Two United States guided-missile destroyers – the USS Spruance and the USS Preble — sailed into the South China Sea last Monday, close to the Spratly island group near Palawan. The sail-bys were, as expected, immediately protested by China as a “provocative action.”
Earlier, last January 7, another US warship, the USS McCampbell, sailed near the Paracels, another group of islands also in the South China Sea but farther north, between Vietnam and Luzon. These are only the latest incidents involving US ships and planes in the South China Sea. And they are not likely to be the last.
At the root of the dispute is China’s claim to nearly all of the South China Sea, defined by a nine-dash loop, as its territorial waters and the many islands within the loop as its territory. The US, whose warships sail all over the globe, rejects this claim, saying the South China Sea — like other international waters – is open to all shipping under the principle of “freedom of navigation.”

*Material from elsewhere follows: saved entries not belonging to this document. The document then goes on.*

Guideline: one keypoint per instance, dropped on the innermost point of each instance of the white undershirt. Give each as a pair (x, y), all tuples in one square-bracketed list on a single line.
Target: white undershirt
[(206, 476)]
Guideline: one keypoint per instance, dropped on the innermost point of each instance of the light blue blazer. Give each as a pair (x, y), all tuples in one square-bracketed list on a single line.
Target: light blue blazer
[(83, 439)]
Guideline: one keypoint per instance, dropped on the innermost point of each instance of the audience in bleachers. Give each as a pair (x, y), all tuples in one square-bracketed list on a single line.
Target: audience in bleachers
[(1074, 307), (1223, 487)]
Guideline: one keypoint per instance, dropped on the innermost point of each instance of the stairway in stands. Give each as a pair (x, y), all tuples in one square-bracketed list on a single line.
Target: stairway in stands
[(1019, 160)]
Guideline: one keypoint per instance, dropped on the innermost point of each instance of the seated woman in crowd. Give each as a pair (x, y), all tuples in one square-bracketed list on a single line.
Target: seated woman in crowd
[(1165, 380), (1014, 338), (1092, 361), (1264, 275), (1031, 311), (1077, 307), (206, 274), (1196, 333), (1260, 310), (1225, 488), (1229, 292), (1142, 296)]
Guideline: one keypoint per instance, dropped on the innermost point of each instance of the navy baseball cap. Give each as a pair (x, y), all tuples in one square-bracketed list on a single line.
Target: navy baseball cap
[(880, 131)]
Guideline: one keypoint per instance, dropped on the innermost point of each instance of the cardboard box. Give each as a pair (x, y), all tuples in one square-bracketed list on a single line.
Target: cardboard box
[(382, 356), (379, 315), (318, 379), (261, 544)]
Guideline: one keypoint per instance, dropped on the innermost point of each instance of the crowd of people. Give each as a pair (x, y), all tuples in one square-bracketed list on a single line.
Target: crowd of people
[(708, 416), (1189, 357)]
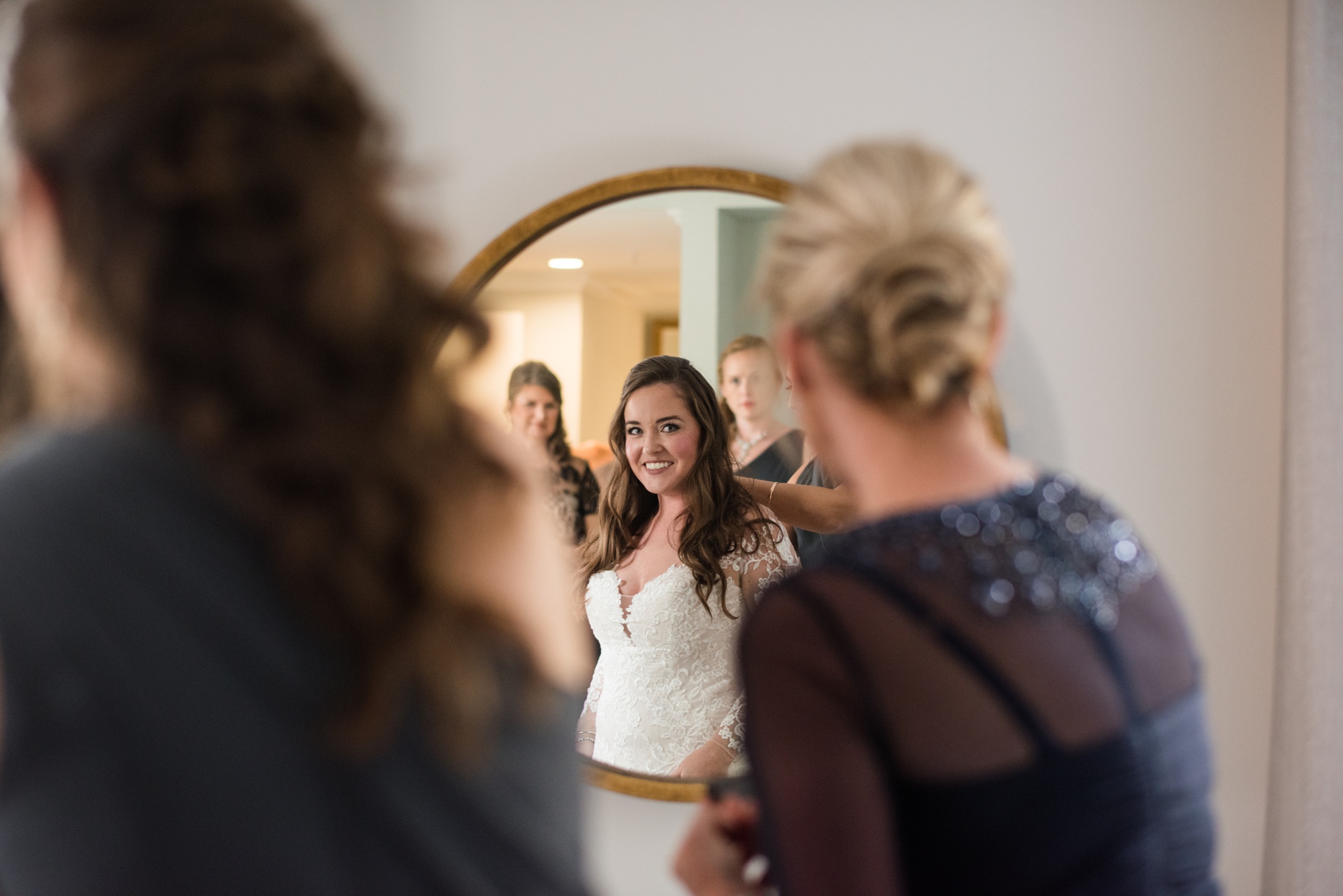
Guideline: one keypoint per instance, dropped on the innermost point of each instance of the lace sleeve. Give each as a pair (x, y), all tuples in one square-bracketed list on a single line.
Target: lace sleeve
[(774, 562), (733, 730), (594, 689)]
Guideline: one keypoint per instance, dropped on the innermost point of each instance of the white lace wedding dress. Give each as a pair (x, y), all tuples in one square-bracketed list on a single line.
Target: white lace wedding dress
[(667, 679)]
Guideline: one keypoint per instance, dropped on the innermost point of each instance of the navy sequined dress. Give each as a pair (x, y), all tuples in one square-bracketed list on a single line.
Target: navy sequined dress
[(996, 697)]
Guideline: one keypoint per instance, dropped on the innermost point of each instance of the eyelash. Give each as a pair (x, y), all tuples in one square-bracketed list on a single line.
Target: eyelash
[(636, 431)]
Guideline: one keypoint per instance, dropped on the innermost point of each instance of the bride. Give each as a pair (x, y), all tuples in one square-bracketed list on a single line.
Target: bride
[(682, 553)]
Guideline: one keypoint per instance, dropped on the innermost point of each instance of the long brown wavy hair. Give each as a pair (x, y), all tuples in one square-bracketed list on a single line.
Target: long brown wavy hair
[(224, 191), (534, 373), (721, 517)]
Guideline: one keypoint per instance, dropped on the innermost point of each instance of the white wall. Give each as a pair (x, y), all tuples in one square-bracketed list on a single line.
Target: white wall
[(1134, 149)]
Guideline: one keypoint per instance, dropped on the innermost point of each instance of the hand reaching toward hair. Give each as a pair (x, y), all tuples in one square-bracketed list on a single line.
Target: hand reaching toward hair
[(718, 856)]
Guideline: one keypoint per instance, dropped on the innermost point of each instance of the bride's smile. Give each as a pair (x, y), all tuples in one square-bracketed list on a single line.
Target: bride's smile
[(661, 438)]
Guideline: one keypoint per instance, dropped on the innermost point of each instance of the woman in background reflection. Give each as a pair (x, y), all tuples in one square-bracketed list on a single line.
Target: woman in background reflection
[(537, 415), (277, 616), (988, 686), (750, 381), (680, 556)]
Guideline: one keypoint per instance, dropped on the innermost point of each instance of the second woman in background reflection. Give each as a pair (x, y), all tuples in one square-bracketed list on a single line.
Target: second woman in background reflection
[(680, 553), (537, 413), (750, 379)]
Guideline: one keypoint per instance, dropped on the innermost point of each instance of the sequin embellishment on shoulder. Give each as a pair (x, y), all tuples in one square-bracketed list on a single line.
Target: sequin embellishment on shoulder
[(1046, 542)]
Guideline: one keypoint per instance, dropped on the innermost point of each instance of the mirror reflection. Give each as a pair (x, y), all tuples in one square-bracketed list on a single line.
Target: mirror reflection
[(627, 353)]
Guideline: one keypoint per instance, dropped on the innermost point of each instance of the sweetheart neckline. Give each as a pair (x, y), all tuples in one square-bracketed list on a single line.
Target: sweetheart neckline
[(618, 580)]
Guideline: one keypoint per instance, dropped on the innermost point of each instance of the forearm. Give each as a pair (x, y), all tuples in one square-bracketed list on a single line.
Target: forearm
[(586, 736), (811, 507)]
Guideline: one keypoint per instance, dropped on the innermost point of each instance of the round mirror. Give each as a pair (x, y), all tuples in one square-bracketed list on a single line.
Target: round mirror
[(657, 263), (577, 294)]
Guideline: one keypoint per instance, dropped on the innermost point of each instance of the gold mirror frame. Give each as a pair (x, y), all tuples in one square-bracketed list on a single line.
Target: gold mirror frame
[(507, 246)]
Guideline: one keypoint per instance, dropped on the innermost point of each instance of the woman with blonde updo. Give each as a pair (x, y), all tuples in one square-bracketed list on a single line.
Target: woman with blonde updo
[(750, 380), (988, 686)]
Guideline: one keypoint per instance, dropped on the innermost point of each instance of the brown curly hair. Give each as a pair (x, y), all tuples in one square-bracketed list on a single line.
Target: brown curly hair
[(534, 373), (721, 515), (222, 185)]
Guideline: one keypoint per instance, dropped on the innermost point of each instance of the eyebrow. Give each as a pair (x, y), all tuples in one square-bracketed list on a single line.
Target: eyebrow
[(676, 416)]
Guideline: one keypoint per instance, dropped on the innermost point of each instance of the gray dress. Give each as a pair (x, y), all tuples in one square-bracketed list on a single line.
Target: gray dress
[(163, 713)]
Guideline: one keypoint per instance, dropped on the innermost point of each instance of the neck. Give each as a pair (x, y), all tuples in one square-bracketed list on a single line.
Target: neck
[(895, 466), (749, 430)]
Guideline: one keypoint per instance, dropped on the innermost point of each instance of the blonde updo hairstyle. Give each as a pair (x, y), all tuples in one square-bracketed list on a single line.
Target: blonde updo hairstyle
[(890, 259)]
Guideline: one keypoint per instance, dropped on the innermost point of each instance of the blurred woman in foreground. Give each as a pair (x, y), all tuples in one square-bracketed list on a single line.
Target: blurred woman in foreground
[(276, 615), (988, 686)]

China’s claim is similarly disputed by several nations in Southeast Asia, notably the Philippines, Vietnam, and Malaysia. The Philippines is specially concerned as Scarborough Shoal, which is known to us as Panatag or Bajo de Masinloc, is well within our 200-mile Exclusive Economic Zone under the UN Convention on the Law of the Sea. But it is also within China’s nine-dash loop.

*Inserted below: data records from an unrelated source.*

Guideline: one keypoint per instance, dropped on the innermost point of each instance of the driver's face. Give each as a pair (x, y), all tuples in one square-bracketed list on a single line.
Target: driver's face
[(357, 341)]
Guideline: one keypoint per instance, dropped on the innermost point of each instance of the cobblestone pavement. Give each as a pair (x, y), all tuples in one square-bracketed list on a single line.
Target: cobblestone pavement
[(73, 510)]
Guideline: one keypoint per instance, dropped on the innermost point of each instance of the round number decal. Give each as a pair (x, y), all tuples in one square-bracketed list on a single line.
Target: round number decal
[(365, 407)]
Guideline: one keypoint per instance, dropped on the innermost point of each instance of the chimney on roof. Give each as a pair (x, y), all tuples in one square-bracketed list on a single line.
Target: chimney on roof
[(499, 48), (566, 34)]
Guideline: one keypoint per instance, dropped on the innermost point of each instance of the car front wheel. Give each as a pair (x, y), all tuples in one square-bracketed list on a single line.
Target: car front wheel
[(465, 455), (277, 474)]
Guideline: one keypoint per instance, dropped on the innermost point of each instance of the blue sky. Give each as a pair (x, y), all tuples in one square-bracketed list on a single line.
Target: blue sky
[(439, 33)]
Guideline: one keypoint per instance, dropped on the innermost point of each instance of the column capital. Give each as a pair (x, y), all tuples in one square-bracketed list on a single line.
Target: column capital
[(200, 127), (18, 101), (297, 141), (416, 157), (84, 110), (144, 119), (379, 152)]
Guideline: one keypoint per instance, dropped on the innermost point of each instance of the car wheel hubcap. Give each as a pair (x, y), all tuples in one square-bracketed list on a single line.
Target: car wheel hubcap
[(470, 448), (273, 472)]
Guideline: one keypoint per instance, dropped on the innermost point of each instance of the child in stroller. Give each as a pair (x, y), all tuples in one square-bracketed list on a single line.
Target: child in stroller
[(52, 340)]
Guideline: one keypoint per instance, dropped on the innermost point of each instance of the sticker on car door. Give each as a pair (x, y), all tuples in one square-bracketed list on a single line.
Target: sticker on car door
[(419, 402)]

China and the Association of Southeast Asian Nations (ASEAN) have an understanding on their respective claims. We will stand by our claims, especially since we are backed by the UN Arbitral Court in The Hague. But we all agreed to have a Code of Conduct to guide our moves and decisions without giving up our legal claims.
This has helped keep the peace between China and the Southeast Asian nations, but the US, the world’s remaining superpower, is not yielding on the principle of “freedom of navigation.” It has vowed to keep sending its warships and its planes into the South China Sea, close to the shoals China has built up with runways and garrisons.
The danger is that one of these days, a close encounter may lead to a shooting incident, and escalate into a wider war which we all fear. This is why the Philippines and its fellow ASEAN members hope that some kind of agreement, perhaps under the United Nations, can be reached to settle this matter.
We will continue to have these repeated sail-bys by American warships, followed automatically by protests by China. Surely in this modern age, nations should be able to sit down and come to some agreement, knowing that a war like those in the earlier days of our world is no longer possible in today’s nuclear age.